Die Kapitulation vor Omikron
ZDF
Die aktuellen Corona-Pläne zeigen vor allem eines: Wie viel Deutschland versäumt hat. Die neuen Regeln verschleiern auch politisches Versagen.
Die Bund-Länder-Runde hat einige wenige neue Corona-Maßnahmen festgelegt. Schaut man sich einige der Punkte des Gipfels genauer an, könnte man sich diesmal jedoch etwas verschaukelt vorkommen.
Ein wichtiger Punkt: Testen. Im Beschlusspapier heißt es: "Die derzeit hohe und voraussichtlich weiter steigende Zahl der Neuinfektionen führt zu Engpässen bei den verfügbaren PCR-Tests [...]. Bei auftretenden Engpässen ist es daher unabdingbar, Priorisierungen vorzunehmen."
Kurzum: Nicht jede Kontaktperson wird mehr Anspruch auf einen kostenlosen PCR-Test haben. Die "Nationale Teststrategie" soll angepasst werden - ein beeindruckender Euphemismus. Treffender wäre wohl eher der Begriff "Schadensbegrenzung".
Laut dem aktuellen RKI-Wochenbericht lag die PCR-Testkapazität in Deutschland zuletzt bei 2.827.517. In Wien beispielsweise sah die Strategie bereits seit 2020 anders aus: kostenlose PCR-Gurgel-Tests für alle. Allein Wien kann mit dieser Strategie mehr als 3,5 Millionen PCR-Tests pro Woche auswerten.
Wenn nun also von einer Priorisierung und einer neuen Strategie hierzulande gesprochen wird, die aufgrund der hohen Omikron-Inzidenzen nötig sei, ist das allenfalls die halbe Wahrheit.
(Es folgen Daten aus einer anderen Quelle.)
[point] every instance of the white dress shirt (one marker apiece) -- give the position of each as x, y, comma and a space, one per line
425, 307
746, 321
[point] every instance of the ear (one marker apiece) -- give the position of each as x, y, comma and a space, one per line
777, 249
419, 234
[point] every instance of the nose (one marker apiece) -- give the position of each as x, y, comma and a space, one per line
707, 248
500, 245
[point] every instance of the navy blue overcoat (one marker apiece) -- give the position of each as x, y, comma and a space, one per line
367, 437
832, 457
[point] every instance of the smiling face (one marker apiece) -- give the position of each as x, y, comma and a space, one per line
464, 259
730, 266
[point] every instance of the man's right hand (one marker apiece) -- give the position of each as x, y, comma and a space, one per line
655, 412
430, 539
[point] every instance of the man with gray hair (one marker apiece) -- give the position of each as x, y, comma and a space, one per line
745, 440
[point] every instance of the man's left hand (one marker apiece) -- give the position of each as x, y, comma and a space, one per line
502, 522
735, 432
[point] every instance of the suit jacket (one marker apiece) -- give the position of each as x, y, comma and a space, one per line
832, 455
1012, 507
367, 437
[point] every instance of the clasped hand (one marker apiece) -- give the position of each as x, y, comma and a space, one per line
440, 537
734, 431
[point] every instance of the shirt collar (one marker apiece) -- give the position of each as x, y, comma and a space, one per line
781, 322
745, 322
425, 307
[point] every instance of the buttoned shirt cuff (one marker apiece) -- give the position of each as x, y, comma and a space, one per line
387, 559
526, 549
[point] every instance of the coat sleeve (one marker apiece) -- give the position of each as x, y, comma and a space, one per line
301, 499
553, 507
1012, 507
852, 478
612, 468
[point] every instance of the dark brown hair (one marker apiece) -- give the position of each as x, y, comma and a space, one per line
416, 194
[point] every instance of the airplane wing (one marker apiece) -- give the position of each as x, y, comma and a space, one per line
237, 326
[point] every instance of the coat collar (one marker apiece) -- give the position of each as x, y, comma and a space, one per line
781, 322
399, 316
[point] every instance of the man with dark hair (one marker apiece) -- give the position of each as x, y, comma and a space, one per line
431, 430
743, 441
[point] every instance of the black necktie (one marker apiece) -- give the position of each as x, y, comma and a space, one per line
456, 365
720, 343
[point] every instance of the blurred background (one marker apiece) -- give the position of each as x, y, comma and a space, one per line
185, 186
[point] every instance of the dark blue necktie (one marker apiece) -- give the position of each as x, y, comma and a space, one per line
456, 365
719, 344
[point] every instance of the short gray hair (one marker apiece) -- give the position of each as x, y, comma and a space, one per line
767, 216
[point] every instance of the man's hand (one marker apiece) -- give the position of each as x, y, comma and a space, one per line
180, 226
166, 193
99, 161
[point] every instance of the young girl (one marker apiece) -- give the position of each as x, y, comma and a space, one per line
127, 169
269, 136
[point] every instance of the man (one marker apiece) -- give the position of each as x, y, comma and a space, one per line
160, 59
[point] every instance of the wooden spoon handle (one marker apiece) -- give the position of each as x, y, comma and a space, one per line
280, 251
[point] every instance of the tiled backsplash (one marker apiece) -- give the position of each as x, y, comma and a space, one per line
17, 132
Die Priorisierung ist vor allem nötig, weil Deutschland viel zu wenig Testkapazitäten aufgebaut hat.
Wie es anders ginge, zeigt nicht nur Wien. In Dänemark liegt die Inzidenz aktuell bei ca. 4.700. Wer nun befürchtet in Deutschland ähnlich hohe Inzidenzen lesen zu müssen, kann wahrscheinlich beruhigt werden: Diese Zahlen werden mit einer derart geringen Testkapazität bei uns wohl nie gemeldet werden können. Gleichwohl betont die Bund-Länder-Runde: "Gleichzeitig müssen alle Anstrengungen unternommen werden, die PCR-Testkapazitäten zu erhöhen." Warum damit jetzt erst begonnen werden soll, obwohl das Erreichen dieses Punktes sehr absehbar war, bleibt offen.
Aber das Testen ist nicht die einzige Strategieanpassung der Politik. Auch bei der Kontaktverfolgung wird nachgeschärft. Auch hier sei eine "Priorisierung sinnvoll und notwendig". So kann man Kontrollverlust auch beschreiben. Im Beschlusspapier ist die Rede von den "beschränkten Kapazitäten der Gesundheitsämter". Auch hier bleibt die Frage unbeantwortet, warum diese Kapazitäten nach zwei Jahren weiterhin so "beschränkt" sind?